Wednesday, February 28, 2007

Eynsham in flood

I’ve decided that the entire English landscape has become one carefully engineered piece of dirt. From immaculately manicured public open spaces in London (parks and gardens make up 35% of the urban landmass, allegedly more than any other capital city in Europe) to pretty pieces of remnant vegetation and cultivated hedgerows designed to keep cows and cars carefully separated in the most aesthetically pleasing way possible.

Now I learn that even England’s wide green fields have a secondary purpose – they’re all very deliberate floodplains, designed to keep excess water out of the cities during the rainy season.

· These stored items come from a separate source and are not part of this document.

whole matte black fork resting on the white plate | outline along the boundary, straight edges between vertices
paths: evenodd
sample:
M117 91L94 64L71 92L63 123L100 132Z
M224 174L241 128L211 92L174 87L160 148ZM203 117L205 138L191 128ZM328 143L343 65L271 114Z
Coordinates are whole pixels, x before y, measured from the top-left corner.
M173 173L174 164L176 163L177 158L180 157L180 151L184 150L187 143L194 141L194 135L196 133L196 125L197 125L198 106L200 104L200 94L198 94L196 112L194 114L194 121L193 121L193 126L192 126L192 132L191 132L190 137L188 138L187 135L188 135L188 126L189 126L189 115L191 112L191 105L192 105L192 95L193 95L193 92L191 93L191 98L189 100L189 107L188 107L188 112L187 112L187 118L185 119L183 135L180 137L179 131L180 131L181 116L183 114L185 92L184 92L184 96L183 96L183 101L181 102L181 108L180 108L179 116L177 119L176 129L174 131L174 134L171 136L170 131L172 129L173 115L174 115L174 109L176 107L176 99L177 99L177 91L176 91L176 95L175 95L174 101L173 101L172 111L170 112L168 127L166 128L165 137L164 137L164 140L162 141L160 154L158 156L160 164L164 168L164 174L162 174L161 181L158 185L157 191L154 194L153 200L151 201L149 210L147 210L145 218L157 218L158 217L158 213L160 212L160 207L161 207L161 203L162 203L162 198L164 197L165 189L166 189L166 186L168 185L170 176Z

Many of these ‘water meadows’ date to the 15th century, when lowlands would be deliberately flooded in early spring to ensure abundant vegetation once the waters receded.

This winter, those ancient meadows have been flooded for weeks at a time. As the land is so flat, entire areas are only covered to a depth of about 6 inches, but it looks damned impressive when the pretty little river Cherwell, shallow enough for punting and only about 5 metres across, suddenly swells to twice its depth and hundreds of metres across…


If only they could plan their cityscapes with the same skill, functionality and eye for beauty … sigh!

(PS I nicked this photo from Wikipedia - as it's in open cyberspace, I presume that's okay - if it's yours and that's not okay, please let me know!)